My Decease Activated Rose’s Death
We die to live and live to die. Life is a choice. You get to decide how it works for you. But for me, life is going into bathroom stalls every school day. Even though I did not choose that, obviously. It’s as unfair as the Age of Imperialism was to the Africans. My mother says it’s good to thank God for giving you another day to live and my dad agrees with her. Sometimes I just stop stirring my tea purposely to see the bubbles go away and stare at them like stupid till I zone out. I wished my life would be as eventful as Hades’ wedding if it will ever happen. Or at least be like the teenage girl’s own that lives next door by herself most of the time. My neighbor next door never turns a stone with her high heels.

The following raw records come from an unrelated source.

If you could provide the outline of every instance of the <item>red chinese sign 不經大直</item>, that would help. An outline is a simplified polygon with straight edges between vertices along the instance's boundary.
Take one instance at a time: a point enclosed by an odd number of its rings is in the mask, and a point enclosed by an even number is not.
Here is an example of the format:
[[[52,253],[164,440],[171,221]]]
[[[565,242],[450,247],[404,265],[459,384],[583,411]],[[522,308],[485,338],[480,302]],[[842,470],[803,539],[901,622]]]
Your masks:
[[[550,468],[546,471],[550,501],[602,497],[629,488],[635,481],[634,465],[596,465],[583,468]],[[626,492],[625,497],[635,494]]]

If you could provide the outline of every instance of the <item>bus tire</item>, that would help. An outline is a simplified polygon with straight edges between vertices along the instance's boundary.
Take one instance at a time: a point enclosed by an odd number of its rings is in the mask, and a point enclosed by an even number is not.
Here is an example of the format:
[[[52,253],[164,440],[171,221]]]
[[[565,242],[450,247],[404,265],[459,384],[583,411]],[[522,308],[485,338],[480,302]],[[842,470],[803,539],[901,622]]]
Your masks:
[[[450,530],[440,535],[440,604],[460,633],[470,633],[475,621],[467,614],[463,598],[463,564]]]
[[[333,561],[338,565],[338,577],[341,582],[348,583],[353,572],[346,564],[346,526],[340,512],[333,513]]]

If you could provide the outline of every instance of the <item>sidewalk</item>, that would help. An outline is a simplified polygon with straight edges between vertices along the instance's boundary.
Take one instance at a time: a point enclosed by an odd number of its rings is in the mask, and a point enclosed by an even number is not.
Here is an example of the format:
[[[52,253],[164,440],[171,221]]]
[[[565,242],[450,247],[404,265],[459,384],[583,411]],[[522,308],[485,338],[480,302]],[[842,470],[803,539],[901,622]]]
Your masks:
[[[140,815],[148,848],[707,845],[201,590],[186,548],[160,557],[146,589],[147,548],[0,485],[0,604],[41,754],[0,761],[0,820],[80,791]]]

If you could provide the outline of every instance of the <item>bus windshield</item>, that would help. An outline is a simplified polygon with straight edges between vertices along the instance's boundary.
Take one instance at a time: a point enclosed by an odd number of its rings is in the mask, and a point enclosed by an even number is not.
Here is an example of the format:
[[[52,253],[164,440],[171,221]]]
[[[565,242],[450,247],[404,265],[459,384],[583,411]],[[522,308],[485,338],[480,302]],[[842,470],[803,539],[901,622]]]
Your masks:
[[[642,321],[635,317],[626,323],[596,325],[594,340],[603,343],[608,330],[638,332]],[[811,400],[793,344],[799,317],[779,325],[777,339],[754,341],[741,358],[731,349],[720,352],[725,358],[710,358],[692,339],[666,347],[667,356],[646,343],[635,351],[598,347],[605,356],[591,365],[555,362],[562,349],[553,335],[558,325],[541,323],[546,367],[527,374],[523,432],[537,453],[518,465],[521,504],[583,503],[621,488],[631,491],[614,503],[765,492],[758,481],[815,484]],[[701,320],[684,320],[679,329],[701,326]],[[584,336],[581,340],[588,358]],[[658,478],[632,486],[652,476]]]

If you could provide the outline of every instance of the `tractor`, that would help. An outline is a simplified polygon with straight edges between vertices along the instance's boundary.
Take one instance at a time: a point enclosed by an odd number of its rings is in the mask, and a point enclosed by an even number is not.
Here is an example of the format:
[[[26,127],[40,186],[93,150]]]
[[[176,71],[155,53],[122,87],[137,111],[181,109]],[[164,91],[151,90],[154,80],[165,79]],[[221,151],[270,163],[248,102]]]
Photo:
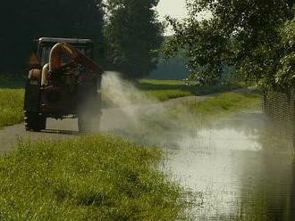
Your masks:
[[[98,128],[102,70],[89,39],[41,37],[34,41],[24,99],[25,128],[46,129],[48,118],[78,118],[79,131]]]

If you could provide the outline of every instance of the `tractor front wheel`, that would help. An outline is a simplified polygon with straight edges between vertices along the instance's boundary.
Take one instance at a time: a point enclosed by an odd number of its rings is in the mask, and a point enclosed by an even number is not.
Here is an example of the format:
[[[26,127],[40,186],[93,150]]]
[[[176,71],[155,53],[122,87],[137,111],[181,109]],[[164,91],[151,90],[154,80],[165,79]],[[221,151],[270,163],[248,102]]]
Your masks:
[[[27,131],[39,132],[46,127],[46,118],[38,112],[24,112]]]

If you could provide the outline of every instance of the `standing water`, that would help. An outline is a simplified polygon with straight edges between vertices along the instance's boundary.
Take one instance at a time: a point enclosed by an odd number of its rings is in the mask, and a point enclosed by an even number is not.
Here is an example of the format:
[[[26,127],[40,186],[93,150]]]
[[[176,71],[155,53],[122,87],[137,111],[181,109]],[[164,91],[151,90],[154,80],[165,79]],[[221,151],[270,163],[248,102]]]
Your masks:
[[[204,124],[181,105],[147,98],[117,74],[103,82],[105,100],[114,106],[102,130],[162,148],[163,169],[202,201],[196,220],[295,220],[293,149],[258,108]]]

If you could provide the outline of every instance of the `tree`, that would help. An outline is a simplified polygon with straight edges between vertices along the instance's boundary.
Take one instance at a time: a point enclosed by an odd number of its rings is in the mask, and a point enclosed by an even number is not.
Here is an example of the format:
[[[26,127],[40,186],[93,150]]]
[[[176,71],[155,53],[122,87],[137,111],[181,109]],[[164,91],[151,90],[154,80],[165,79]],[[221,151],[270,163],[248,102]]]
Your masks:
[[[123,77],[139,78],[157,62],[163,26],[157,20],[158,0],[108,0],[105,29],[109,68]]]
[[[92,38],[101,51],[101,4],[102,0],[4,1],[0,8],[0,71],[24,72],[32,40],[40,37]]]
[[[294,16],[293,0],[188,0],[190,18],[184,22],[168,18],[175,31],[165,49],[173,55],[187,47],[193,77],[210,83],[223,65],[235,74],[266,87],[277,87],[281,61],[280,27]],[[198,14],[210,12],[210,20]]]

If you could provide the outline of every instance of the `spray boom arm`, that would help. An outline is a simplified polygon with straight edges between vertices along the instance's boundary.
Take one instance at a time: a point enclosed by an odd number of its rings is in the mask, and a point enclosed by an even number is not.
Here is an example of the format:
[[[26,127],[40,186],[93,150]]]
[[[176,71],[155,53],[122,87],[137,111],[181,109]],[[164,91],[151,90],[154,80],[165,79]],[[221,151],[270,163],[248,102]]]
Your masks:
[[[74,62],[81,64],[97,75],[102,75],[102,69],[91,59],[79,52],[76,48],[66,43],[56,44],[49,55],[49,72],[58,72],[62,68],[62,55],[64,54]]]

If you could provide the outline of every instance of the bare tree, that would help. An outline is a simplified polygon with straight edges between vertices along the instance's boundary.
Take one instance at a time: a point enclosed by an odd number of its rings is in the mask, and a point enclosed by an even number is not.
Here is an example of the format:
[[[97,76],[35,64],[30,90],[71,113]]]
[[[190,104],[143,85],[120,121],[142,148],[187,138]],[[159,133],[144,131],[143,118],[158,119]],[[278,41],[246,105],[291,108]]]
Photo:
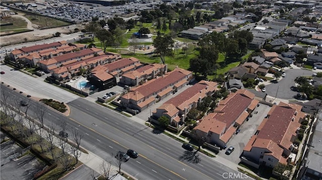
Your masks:
[[[104,160],[102,161],[101,165],[100,165],[100,169],[101,170],[101,173],[104,176],[105,180],[111,179],[110,176],[111,175],[111,171],[112,170],[112,164],[110,163],[107,163]]]
[[[55,144],[54,144],[54,138],[55,138],[55,126],[53,124],[49,127],[48,131],[46,131],[46,137],[48,141],[47,144],[47,150],[50,152],[51,157],[53,159],[55,159],[54,148]]]
[[[80,134],[78,133],[78,131],[75,129],[73,129],[71,130],[72,134],[72,137],[75,141],[75,144],[76,146],[71,146],[71,150],[74,156],[74,157],[76,159],[76,163],[78,163],[78,158],[80,156],[82,152],[79,150],[79,146],[80,146],[80,140],[84,136],[84,134]]]
[[[40,124],[41,125],[40,128],[43,128],[44,127],[44,117],[47,111],[47,109],[48,109],[46,106],[40,103],[37,103],[36,106],[36,116],[40,122]]]

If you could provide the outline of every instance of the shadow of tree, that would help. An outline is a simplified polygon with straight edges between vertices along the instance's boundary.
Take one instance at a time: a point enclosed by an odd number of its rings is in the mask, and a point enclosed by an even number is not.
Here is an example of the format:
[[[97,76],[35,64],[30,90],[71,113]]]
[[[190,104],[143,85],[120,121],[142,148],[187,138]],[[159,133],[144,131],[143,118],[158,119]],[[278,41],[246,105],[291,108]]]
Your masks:
[[[183,161],[186,161],[194,163],[198,163],[201,159],[199,157],[199,154],[197,153],[198,151],[185,151],[183,154],[179,157],[179,160]]]
[[[164,129],[154,128],[152,129],[151,131],[152,131],[152,133],[154,134],[162,134],[164,131]]]

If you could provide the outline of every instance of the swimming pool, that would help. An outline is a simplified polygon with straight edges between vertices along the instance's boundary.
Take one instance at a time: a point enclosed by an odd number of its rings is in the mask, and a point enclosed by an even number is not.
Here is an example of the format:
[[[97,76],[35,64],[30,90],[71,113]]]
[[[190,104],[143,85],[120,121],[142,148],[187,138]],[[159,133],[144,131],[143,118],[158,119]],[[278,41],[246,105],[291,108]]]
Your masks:
[[[77,87],[79,89],[84,89],[86,87],[91,86],[91,84],[86,81],[82,81],[77,83]]]

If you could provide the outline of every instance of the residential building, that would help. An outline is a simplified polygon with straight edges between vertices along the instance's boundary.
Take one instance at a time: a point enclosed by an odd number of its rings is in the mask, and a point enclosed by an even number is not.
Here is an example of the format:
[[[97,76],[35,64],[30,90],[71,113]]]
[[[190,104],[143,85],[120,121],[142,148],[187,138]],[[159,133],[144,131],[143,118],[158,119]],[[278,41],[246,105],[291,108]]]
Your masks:
[[[205,141],[223,147],[257,107],[259,101],[246,89],[231,93],[218,103],[213,112],[200,120],[194,129]]]
[[[256,168],[287,163],[300,123],[306,116],[301,108],[282,102],[273,105],[244,147],[242,161]]]
[[[255,74],[257,71],[257,69],[260,67],[260,65],[253,62],[245,63],[242,66],[247,68],[248,73],[252,74]]]
[[[278,54],[275,52],[267,52],[264,50],[262,50],[262,52],[260,54],[261,57],[265,59],[266,60],[268,60],[274,58],[278,58]]]
[[[301,105],[302,106],[302,111],[311,114],[315,114],[318,109],[322,108],[322,100],[314,99],[304,102]]]
[[[162,99],[189,83],[192,76],[192,72],[177,68],[162,77],[131,88],[121,97],[121,104],[124,107],[143,110],[154,104],[156,99]]]
[[[230,75],[230,79],[241,79],[248,71],[248,69],[242,66],[237,66],[230,69],[228,71]]]
[[[127,85],[137,86],[141,81],[155,78],[167,73],[168,65],[152,64],[143,66],[133,71],[123,74],[120,82]]]
[[[197,108],[204,98],[212,96],[217,89],[217,83],[201,81],[165,102],[152,112],[157,119],[162,116],[167,116],[170,124],[177,127],[184,122],[190,110]]]
[[[322,120],[318,119],[310,141],[307,142],[308,149],[304,155],[303,166],[299,171],[299,179],[303,180],[322,179]],[[305,148],[305,147],[303,147]]]
[[[228,82],[225,82],[224,86],[228,91],[234,92],[238,89],[244,89],[244,84],[242,81],[236,79],[229,79]]]

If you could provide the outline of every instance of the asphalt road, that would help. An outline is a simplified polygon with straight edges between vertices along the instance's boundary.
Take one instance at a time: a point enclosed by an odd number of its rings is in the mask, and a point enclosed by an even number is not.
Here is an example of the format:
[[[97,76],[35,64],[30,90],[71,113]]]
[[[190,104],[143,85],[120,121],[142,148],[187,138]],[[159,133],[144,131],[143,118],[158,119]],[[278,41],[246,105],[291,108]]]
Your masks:
[[[1,86],[11,96],[27,98]],[[37,102],[31,101],[28,111],[32,115]],[[140,156],[122,164],[122,169],[138,179],[224,179],[221,175],[224,172],[237,172],[200,153],[199,163],[182,161],[179,158],[184,150],[180,143],[162,134],[153,134],[145,126],[83,98],[68,105],[72,112],[69,118],[48,109],[45,124],[56,124],[56,131],[59,132],[61,121],[66,120],[67,132],[71,134],[72,128],[83,132],[82,146],[107,161],[114,160],[118,150],[134,149]]]
[[[285,70],[286,76],[281,78],[278,83],[272,83],[265,86],[266,93],[269,95],[283,99],[295,99],[294,96],[297,94],[297,92],[291,90],[292,86],[295,86],[294,80],[298,76],[312,76],[313,73],[311,71],[304,69],[290,69]]]

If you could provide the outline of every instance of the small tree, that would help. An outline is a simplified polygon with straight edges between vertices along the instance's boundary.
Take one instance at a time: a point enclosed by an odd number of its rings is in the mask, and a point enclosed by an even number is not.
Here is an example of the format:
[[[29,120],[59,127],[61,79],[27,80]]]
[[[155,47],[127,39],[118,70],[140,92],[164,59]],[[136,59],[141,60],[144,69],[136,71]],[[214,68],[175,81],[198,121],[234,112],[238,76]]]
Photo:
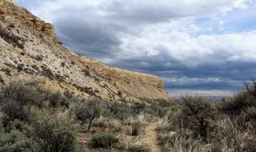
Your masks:
[[[81,102],[76,106],[74,110],[77,119],[84,123],[89,121],[88,130],[90,132],[92,121],[100,117],[102,112],[102,101],[98,98],[90,100],[88,102]]]
[[[185,119],[188,120],[199,130],[200,135],[207,137],[207,129],[209,120],[214,117],[214,106],[202,96],[182,96],[182,112]]]

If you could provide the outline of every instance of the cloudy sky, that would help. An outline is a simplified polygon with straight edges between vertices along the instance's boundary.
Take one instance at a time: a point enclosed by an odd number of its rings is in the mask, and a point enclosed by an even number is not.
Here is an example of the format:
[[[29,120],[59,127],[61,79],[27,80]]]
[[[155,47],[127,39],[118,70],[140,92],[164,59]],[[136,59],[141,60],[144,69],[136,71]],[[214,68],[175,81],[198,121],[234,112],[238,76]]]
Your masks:
[[[256,77],[256,0],[14,0],[72,50],[156,75],[172,96],[231,95]]]

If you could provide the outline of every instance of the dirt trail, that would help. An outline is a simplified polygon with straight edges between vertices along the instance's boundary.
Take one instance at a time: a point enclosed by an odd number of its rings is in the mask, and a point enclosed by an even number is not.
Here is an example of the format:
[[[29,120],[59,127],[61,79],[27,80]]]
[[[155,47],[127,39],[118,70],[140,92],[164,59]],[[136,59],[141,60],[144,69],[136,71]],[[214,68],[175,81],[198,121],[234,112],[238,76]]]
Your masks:
[[[158,146],[157,132],[156,128],[157,127],[158,123],[152,123],[148,124],[148,126],[145,128],[145,135],[148,139],[148,144],[151,149],[150,151],[161,152],[161,148]]]

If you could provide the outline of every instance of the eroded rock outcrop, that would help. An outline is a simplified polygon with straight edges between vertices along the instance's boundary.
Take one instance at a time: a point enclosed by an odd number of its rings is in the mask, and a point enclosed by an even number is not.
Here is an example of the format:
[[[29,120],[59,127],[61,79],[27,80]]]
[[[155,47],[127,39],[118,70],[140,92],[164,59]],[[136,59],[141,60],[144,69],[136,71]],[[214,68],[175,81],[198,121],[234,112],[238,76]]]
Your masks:
[[[0,0],[0,25],[17,39],[14,43],[0,38],[0,84],[32,80],[86,98],[171,100],[159,77],[71,52],[58,42],[52,25],[10,0]]]

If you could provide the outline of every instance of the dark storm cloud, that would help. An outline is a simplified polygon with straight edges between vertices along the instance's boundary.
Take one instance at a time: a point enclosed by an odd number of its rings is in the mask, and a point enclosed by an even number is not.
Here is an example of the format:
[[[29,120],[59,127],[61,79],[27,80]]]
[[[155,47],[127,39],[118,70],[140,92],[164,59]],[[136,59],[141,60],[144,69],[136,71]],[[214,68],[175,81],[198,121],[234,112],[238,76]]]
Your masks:
[[[246,0],[193,1],[31,1],[29,8],[53,23],[64,46],[159,76],[168,90],[236,90],[256,76],[256,31],[217,33],[194,20],[210,18],[221,26],[216,15],[246,8]]]
[[[54,22],[60,41],[76,52],[91,57],[115,55],[122,43],[118,36],[119,27],[79,19],[62,19]]]

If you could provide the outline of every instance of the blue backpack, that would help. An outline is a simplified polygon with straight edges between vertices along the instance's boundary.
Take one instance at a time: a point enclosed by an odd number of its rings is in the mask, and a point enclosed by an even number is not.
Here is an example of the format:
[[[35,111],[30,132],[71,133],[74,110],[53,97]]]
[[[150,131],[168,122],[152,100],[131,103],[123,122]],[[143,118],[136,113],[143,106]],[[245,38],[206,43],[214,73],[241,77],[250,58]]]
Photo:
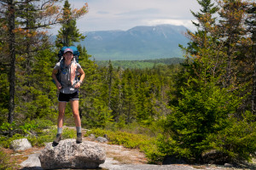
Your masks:
[[[79,51],[78,50],[78,48],[75,46],[70,46],[70,47],[62,47],[61,49],[59,51],[58,53],[58,57],[59,57],[59,62],[61,62],[61,71],[58,71],[58,73],[56,74],[57,79],[58,81],[60,81],[60,74],[62,71],[63,68],[64,68],[64,60],[62,60],[63,59],[63,54],[66,48],[71,48],[73,52],[73,62],[76,62],[79,63]],[[79,73],[77,73],[77,78],[79,80]],[[52,80],[52,82],[55,84],[55,81]]]
[[[59,51],[58,53],[58,57],[59,57],[59,61],[62,59],[63,57],[63,53],[65,51],[66,48],[71,48],[73,52],[73,56],[76,60],[76,62],[78,63],[79,62],[79,57],[80,55],[79,50],[78,50],[78,48],[76,48],[75,46],[70,46],[70,47],[63,47],[61,48],[61,49]]]

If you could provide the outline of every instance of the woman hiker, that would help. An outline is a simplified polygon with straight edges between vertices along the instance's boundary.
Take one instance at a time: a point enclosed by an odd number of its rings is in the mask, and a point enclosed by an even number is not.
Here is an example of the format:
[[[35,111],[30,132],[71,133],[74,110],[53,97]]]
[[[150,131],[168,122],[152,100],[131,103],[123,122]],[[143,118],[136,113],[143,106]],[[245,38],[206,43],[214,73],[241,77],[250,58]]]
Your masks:
[[[63,54],[63,59],[58,62],[52,71],[52,77],[55,82],[59,93],[59,116],[58,116],[58,132],[54,144],[59,144],[61,140],[63,118],[65,108],[67,102],[71,103],[73,114],[74,116],[77,128],[77,143],[82,143],[81,120],[79,111],[79,88],[84,78],[84,72],[79,63],[73,62],[73,51],[71,48],[66,48]],[[56,76],[59,71],[59,80]],[[76,71],[81,75],[80,80],[77,80]]]

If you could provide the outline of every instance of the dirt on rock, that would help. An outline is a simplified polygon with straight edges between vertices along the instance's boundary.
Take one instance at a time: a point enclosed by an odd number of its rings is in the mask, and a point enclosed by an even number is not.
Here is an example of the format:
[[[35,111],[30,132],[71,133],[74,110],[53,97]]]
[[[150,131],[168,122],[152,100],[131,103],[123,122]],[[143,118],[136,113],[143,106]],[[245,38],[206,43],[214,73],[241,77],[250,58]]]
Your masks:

She was my friend. She is beautiful, people would say but I never saw the beauty in her. Sure, she was pretty, but not beautiful. She is as beautiful as Aphrodite, her mom would always brag. She has a twin brother and surprisingly he is as ugly as a frog whose face caught on fire and got poked by a fork. Though I don’t get to see much of him. Rose. Rose, that’s her name. Goes shopping so much. I told her right in her face that she is a pretty stupid girl. One day, when the flowers were singing and me and Rose were being carried by the hood of a car, she told me that she always wanted to be like me. And I looked at Rose like she booked a nose, we did not talk about it again. I am a living dead, I muttered the moment I entered my dad’s room to look at some books I was reading her letter. Her. Her, Rose. I want to be like you, I read, so I will start today though I am moving away. I did not see Rose ever again. Well not yet. Rose will become dosed by a white room with pink curtains, I can predict. And I read her letter every day. Maybe, I might have turned the stone for her. The one she never wanted to turn herself.

What About Me?
What About Me? I will wonder. I am the dirt under the foot of the family. I am nothing. Being nothing is a hurricane in a fragile glass cup and a disturbance in the system. It’s bad and sad. I look pathetic now. Being carried by my window ledge, munching on my chips, chunking these thoughts in. Then I will think. I will think about my dad’s cooking with his awesome skills. About my mom’s awesome voice releasing itself. My sister dancing to the 8:00 playlist, about my brothers who everyone thinks, will be the next Messi and Ronaldo. About my grandmother a wild horse of a woman. Then about me. Me. What about me? I am not doing anything, just sitting there with the rope of my hoodie strangling me, looking at them, doing their thing. I look pretty ugly. Nothing is about me, not a smart girl, not the awesome girl I am supposed to be. I took a quiz about my spirit animal, I got a tiger. A Tiger for hell’s sake. Tigers’ are treasured typical things. I was clearly confused that day. I still think – Ow! What did you do that for? I asked my brother. Well, you are an example of great depression so I thought I could lighten the mood, he replied. Great depression. By kicking a bowl of snails at me? I shuddered, and he just shrugged. A great depression, he called me a great depression, I sighed. It’s beautifully painful. I stared out the window again at the lonely chairs, the solely grass and slowly but beautifully they danced to my humming. I glanced around, long ago the radio stopped playing, the food is burnt. I looked at the movie trailer my family is looking at. A trailer, a trailer of talented people, typically perfect. I groaned loudly. I am not beautiful, nor am I smart. But, I will wait short with sad joy haunting me.